In 1992, three 14 year old girls went missing on a night out en-route to a nightclub in Alcasser, Spain. The small town’s search for the girls soon spread and as the newspapers and press caught wind of the story, things escalated to a nationwide manhunt. With media companies taking advantage of the booming ratings, as the episodes tick by more of the case is publicized, with one episode showing a Father heading onto TV with his theory of what happened while judgment is passed on the police for the handling of the investigation itself.
This all builds toward the final episode which takes us back to modern day Spain and a look at how the families have dealt with all the publicity and issues. The series then closes out on a somewhat subjective note but there’s enough here to look past that and take to the story itself.
If, like me, you’re a big fan of fact-driven shows with plenty of statistics and a factual-based investigation then The Alcasser Murders will be for you. I do appreciate it’s going to be a polarizing show though and there are a lot of facts to take in here. At times, these are presented while a character is speaking and it can be difficult to distinguish the difference between them both, consequently resulting in you losing some of the information. These moments are a shame too, because so much of the series is well paced but these design decisions only further accentuate that this is going to be a show tailored toward Spanish speaking countries than other languages. Exacerbating this problem are numerous background shots of maps, diagrams and archival footage which all combine to make this slightly overwhelming at times.
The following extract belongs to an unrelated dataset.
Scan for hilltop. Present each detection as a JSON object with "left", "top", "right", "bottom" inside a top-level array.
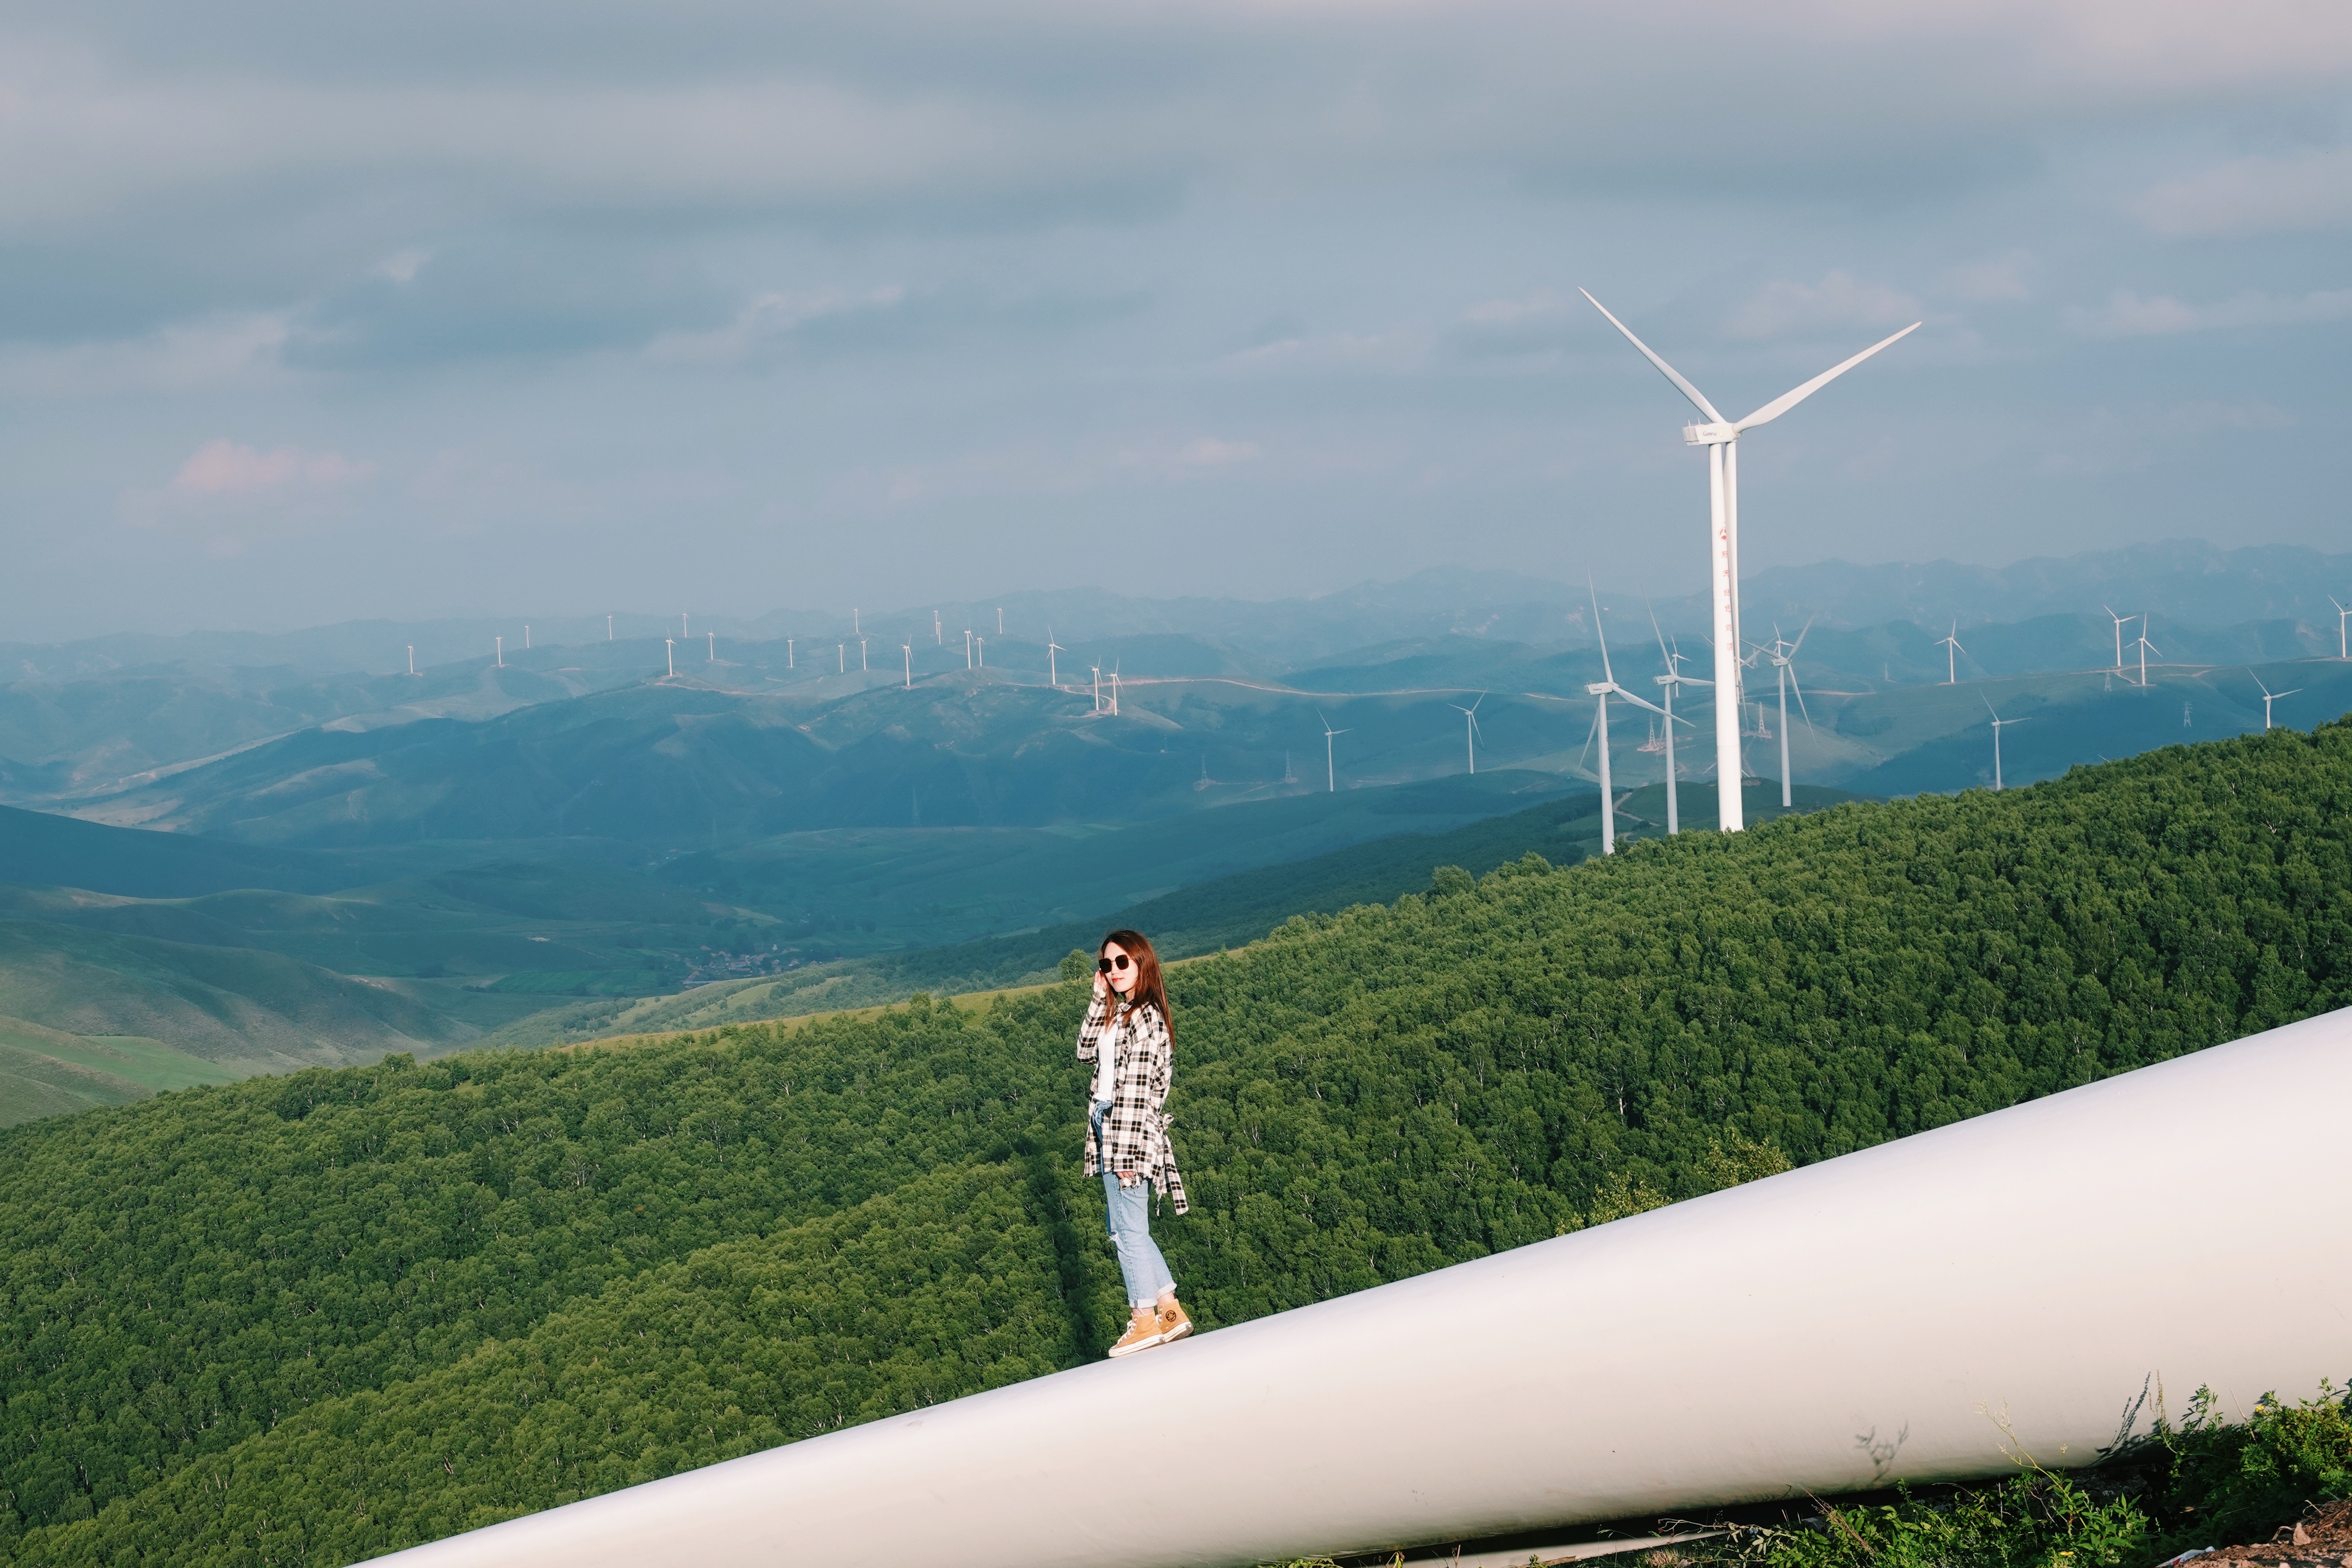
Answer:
[{"left": 0, "top": 719, "right": 2345, "bottom": 1564}]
That’s to take nothing away from the style of The Alcasser Murders though which is aesthetically impressive throughout. Fading shots, archival footage blending into face to face interviews, split screen shots and all sorts of other visual goodies do a great job fleshing the series out and adding some flair to this one. The archival news footage is a nice touch too and there’s some time lapse photography used here, combining with airbrushing the modern day setting into 1992 Alcasser. It’s a small touch but something that feels like a Netflix specialty when it comes to the production design.
It won’t be for everyone and The Alcasser Murders can feel a little overwhelming at times, especially with its overlapping dialogue and facts, all told in Spanish. If you can take to the story though, there’s an engrossing, shocking true crime documentary here to add to the growing Netflix catalogue. If you do find yourself overwhelmed though, I highly recommend checking out the Wikipedia page on this. The case is certainly worthy of a Netflix documentary though and the episodes themselves are well-paced and highly engaging. Whether you’ll stick it out for the long run or not is still up for debate but if you’re looking for your next true crime fix and don’t mind some of the questionable design decisions here, The Alcasser Murders is certainly worth your time.